# Easy to move S3 from one VZW account to another after upgrade?



## Redflea (Jun 7, 2011)

I'm thinking about getting an S3, depending on what I hear about battery life for the LTE model on Verizon after it launches. Love my Nexus, but the recharging required when I make regular use of it during the day is getting a bit tedious. If the S3 is noticeably better (i.e., Does it have a newer, less thirsty, LTE radio?) it could be worth the switch for me.

I'd prefer to not use up the remaining upgrades I have on my VZW account, but my brother has my stepfather's phone on his account, and neither he nor my brother will ever need/use that upgrade.

So I'm thinking I might:

1. Use my stepfather's upgrade to get the S3 on my brother's account. 
2. Switch my stepfather back to his current dumb phone. 
3. Activate the S3 on my account.

Of course I'd pay for everything... 

That's all perfectly kosher from Verizon's point of view, right? Similar to what would happen if someone got an upgraded phone and then sold it on eBay. There isn't any requirement to maintain a data plan as long as the currently activated phone on an account is a dumb phone, even if we use the upgrade to get the S3, correct?


----------



## aghoshhajra (May 8, 2012)

I doubt that. I'm pretty sure that the data plan is activated on each line (number). The cell companies don't make any money on headsets so it's important for them to get a committed data plan for 2 years or whatever it is. Therefore if you activate any "dumb phone" it won't automatically cancel the data plan on his account. I'd ask at a Verizon how it works but I'm pretty sure that it's like that.

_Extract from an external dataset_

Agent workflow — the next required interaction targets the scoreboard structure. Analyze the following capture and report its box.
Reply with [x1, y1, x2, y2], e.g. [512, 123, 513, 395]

Sent from my SGH-T959 using Tapatalk 2


----------



## Redflea (Jun 7, 2011)

aghoshhajra said:


> I doubt that. I'm pretty sure that the data plan is activated on each line (number). The cell companies don't make any money on headsets so it's important for them to get a committed data plan for 2 years or whatever it is. Therefore if you activate any "dumb phone" it won't automatically cancel the data plan on his account. I'd ask at a Verizon how it works but I'm pretty sure that it's like that.
> 
> Sent from my SGH-T959 using Tapatalk 2


You'd think that, be we just did this w/our account. My wife's DX2 was stolen, her upgrade was over a year away. So we upgraded my mom's phone (her line is on my plan, she has a dumb phone) to a Razr Maxx, and then moved the Razr immediately to my wife's line and re-activated the dumb phone on my mom's line. SO they upgraded the phone and ended up w/out adding any data plans to the account (my wife already had a data plan in place for my old D2 that she was using while we got her the replacement phone).

I'm just curious if doing this across accounts works as well...you'd think it would, same result overall, but wanted to confirm.


----------



## winner00 (Jun 6, 2011)

I think you can just transfer the upgrade to your account.


----------



## Redflea (Jun 7, 2011)

Hey, Winner...that's interesting, wasn't aware you could transfer an upgrade from one account to another, hadn't heard of that. More to look into.


----------



## bwhite757 (Aug 16, 2011)

You can use any upgrades available on your account, but can't move them to another account. At least the two reps and the manager I worked with said no. (My wife is still on her family's plan, and we tried to move one of their upgrades for her brother who is on a separate plan). Also, from what I've been told, the only way to get rid of the data plan on a particular line is to return the phone purchased within the 14 days and cancel the upgrade, otherwise that line is stuck with the data plan for the 2 years unless they pay early termination fee.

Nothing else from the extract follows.